Eastern Standard Tribe – Day 26 of 64

As soon as I said the f-word, the guns came out. I tried to relax. I knew intuitively that this could either be a routine and impersonal affair, or a screaming, kicking, biting nightmare. I knew that arriving at the intake in a calm frame of mind would make the difference between a chemical straightjacket and a sleeping pill.

The guns were nonlethals, and varied: two kinds of nasty aerosol, a dart-gun, and a tazer. The tazer captured my attention, whipping horizontal lightning in the spring breeze. The Tesla enema, they called it in London. Supposedly club-kids used them recreationally, but everyone I knew who’d been hit with one described the experience as fundamentally and uniquely horrible.

I slowly raised my hands. “I would like to pack a bag, and I would like to see documentary evidence of your authority. May I?” I kept my voice as calm as I could, but it cracked on “May I?”

The reader of the litany nodded slowly. “You tell us what you want packed and we’ll pack it. Once that’s done, I’ll show you the committal document, all right?”

“Thank you,” I said.

They drove me through the Route 128 traffic in the sealed and padded compartment in the back of their van. I was strapped in at the waist, and strapped over my shoulders with a padded harness that reminded me of a rollercoaster restraint. We made slow progress, jerking and changing lanes at regular intervals. The traffic signature of 128 was unmistakable.

The intake doctor wanded me for contraband, drew fluids from my various parts, and made light chitchat with me along the way. It was the last time I saw him. Before I knew it, a beefy orderly had me by the arm and was leading me to my room. He had a thick Eastern European accent, and he ran down the house rules for me in battered English. I tried to devote my attention to it, to forget the slack-eyed ward denizens I’d passed on my way in. I succeeded enough to understand the relationship of my legcuff, the door frame and the elevators. The orderly fished in his smock and produced a hypo.

“For sleepink,” he said.

Panic, suppressed since my arrival, welled up and burst over. “Wait!” I said. “What about my things? I had a bag with me.”

“Talk to doctor in morning,” he said, gesturing with the hypo, fitting it with a needle-and-dosage cartridge and popping the sterile wrap off with a thumbswitch. “Now, for sleepink.” He advanced on me.

I’d been telling myself that this was a chance to rest, to relax and gather my wits. Soon enough, I’d sort things out with the doctors and I’d be on my way. I’d argue my way out of it. But here came Boris Badinoff with his magic needle, and all reason fled. I scrambled back over the bed and pressed against the window.

“It’s barely three,” I said, guessing at the time in the absence of my comm. “I’m not tired. I’ll go to sleep when I am.”

“For sleepink,” he repeated, in a more soothing tone.

“No, that’s all right. I’m tired enough. Long night last night. I’ll just lie down and nap now, all right? No need for needles, OK?”

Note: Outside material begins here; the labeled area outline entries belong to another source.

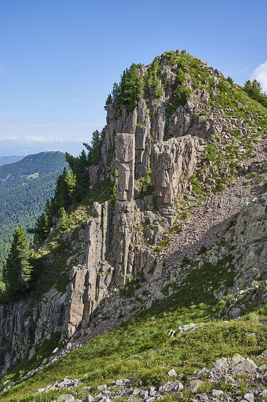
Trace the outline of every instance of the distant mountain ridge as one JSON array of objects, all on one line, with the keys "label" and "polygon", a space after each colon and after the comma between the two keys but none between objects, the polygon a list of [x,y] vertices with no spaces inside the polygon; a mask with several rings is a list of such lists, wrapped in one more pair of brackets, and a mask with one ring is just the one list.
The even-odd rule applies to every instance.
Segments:
[{"label": "distant mountain ridge", "polygon": [[25,157],[22,155],[10,155],[8,156],[0,156],[0,166],[8,163],[13,163],[23,159]]},{"label": "distant mountain ridge", "polygon": [[21,185],[67,165],[64,154],[59,151],[29,155],[14,163],[0,166],[0,190]]},{"label": "distant mountain ridge", "polygon": [[0,166],[0,272],[15,229],[34,225],[68,166],[59,151],[40,152]]}]

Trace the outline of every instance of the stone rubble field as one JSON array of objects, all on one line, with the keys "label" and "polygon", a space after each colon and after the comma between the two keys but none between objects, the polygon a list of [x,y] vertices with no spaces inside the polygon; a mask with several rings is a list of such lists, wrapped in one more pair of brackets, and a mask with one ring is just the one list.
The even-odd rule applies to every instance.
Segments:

He grabbed my wrist. I tried to tug it out of his grasp, to squirm away. There’s a lot of good, old-fashioned dirty fighting in Tai Chi—eye-gouging, groin punches, hold-breaks and come-alongs—and they all fled me. I thrashed like a fish on a line as he ran the hypo over the crook of my elbow until the vein-sensing LED glowed white. He jabbed down with it and I felt a prick. For a second, I thought that it hadn’t taken effect—I’ve done enough chemical sleep in my years with the Tribe that I’ve developed quite a tolerance for most varieties—but then I felt that unmistakable heaviness in my eyelids, the melatonin crash that signalled the onslaught of merciless rest. I collapsed into bed.

I spent the next day in a drugged stupor. I’ve become quite accustomed to functioning in a stupor over the years, but this was different. No caffeine, for starters. They fed me and I had a meeting with a nice doctor who ran it down for me. I was here for observation pending a competency hearing in a week. I had seven days to prove that I wasn’t a danger to myself or others, and if I could, the judge would let me go.